Frank Tayali, the Zambian transport and logistics minister, said the project was “not just about restoring infrastructure but about reigniting regional integration, economic growth and shared prosperity”.
“This agreement is about giving farmers, traders and industries a lifeline that connects them to markets across borders and beyond,” he said at the signing ceremony in Beijing on Monday.
His Tanzanian counterpart, Makame Mbarawa, echoed the sentiment, saying that the project would “bring jobs and economic benefits to our people”.
Dai Hegen, chairman of CCECC’s parent firm, China Railway Construction Corporation (CRCC), highlighted the company’s track record, citing projects such as the Ethiopia-Djibouti railway.
Tazara was built by CRCC between 1970 and 1976. The project was financed with interest-free loans from China after the West declined to fund its construction, and the railway still holds a special place in Chinese relations with Africa.

According to Tim Zajontz, a research fellow at Stellenbosch University, Tazara has shifted from an aid project to a “carefully weighed business case” for China.
The Tazara railway’s geoeconomic importance had surged because it gave Chinese firms control over a key route for the world’s largest copper, cobalt and manganese deposits, he noted.
Zajontz, who is also an interim professor in international relations at the University of Freiburg, predicted that the Dar es Salaam corridor was likely to win a larger share of regional cargo once Tazara was revamped.
Alongside recent improvements in the port’s capacity and its relatively short sailing times to China, “having a Chinese firm operating Tazara will boost the railway’s Chinese customer base for the transport of bulk cargo and containers overnight”, he said.
The Central-Southern African region has become the epicentre of a renewed global resource struggle, driven by the global green energy transition.
This competition for critical minerals has simultaneously drawn major investments into securing supply chains and prompted the West to adopt a “de-risking” strategy by reducing its reliance on Chinese logistics networks.

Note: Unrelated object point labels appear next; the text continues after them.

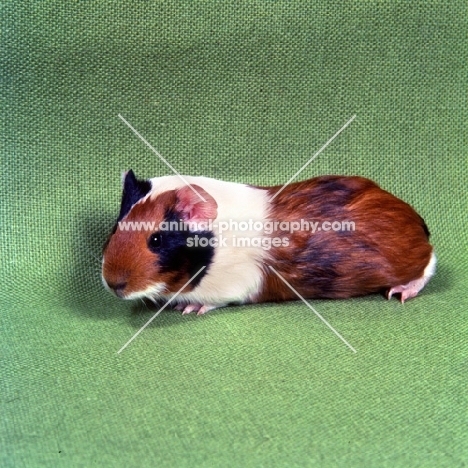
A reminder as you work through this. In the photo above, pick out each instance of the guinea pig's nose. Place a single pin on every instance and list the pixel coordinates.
(118, 288)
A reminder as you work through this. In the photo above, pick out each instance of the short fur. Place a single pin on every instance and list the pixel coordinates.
(387, 251)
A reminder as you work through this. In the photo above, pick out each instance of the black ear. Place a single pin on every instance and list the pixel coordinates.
(133, 190)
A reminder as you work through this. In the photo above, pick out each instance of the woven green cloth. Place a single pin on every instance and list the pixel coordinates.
(245, 91)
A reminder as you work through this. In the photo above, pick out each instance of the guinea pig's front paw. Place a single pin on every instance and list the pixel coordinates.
(200, 309)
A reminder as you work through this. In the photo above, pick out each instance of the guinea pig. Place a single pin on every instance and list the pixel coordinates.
(202, 243)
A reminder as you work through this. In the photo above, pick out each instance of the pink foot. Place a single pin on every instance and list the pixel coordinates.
(198, 308)
(408, 290)
(412, 288)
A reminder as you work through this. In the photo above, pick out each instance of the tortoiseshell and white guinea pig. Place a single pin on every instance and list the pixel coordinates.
(239, 231)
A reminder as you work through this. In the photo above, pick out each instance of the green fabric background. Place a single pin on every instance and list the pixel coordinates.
(244, 91)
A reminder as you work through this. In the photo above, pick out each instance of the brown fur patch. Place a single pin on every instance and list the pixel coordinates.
(388, 247)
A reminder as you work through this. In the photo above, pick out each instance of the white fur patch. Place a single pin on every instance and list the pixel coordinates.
(235, 273)
(430, 268)
(152, 291)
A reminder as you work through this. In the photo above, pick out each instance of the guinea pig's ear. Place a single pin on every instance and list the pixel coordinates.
(133, 190)
(192, 208)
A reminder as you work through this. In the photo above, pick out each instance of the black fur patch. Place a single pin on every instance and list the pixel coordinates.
(133, 191)
(175, 255)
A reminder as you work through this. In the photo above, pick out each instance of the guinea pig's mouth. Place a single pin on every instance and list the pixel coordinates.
(152, 292)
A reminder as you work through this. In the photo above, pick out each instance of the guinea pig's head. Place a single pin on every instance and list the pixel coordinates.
(151, 251)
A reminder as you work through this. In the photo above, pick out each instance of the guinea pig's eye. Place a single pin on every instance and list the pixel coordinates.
(154, 241)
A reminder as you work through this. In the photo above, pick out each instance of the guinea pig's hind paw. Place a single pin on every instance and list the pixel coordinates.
(198, 308)
(408, 290)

The US-backed Lobito Corridor, involving the DR Congo and Angola, aims to diversify mineral supply chains.
Its main feature is a 1,700km railway connecting the port of Lobito on Angola’s Atlantic coast to the Democratic Republic of Congo’s mining hub of Kolwezi, with a planned extension into Zambia.
Separately, Japan plans to expand investment in the Nacala Corridor, which connects landlocked Zambia and Malawi to the Port of Nacala in Mozambique on the eastern coast.
Zajontz described the competition as a “new scramble for precious African resources”, with control over transport infrastructure a key source of geoeconomic power. These rival infrastructure investments showed Africa was deeply implicated in mounting great power rivalry, he said.
The competing route to Lobito is a “single thread in the carpet”, according to Satchu, and “China is knitting the carpet. So the Tazara refurbishment will pressure the economics of the Lobito Corridor.”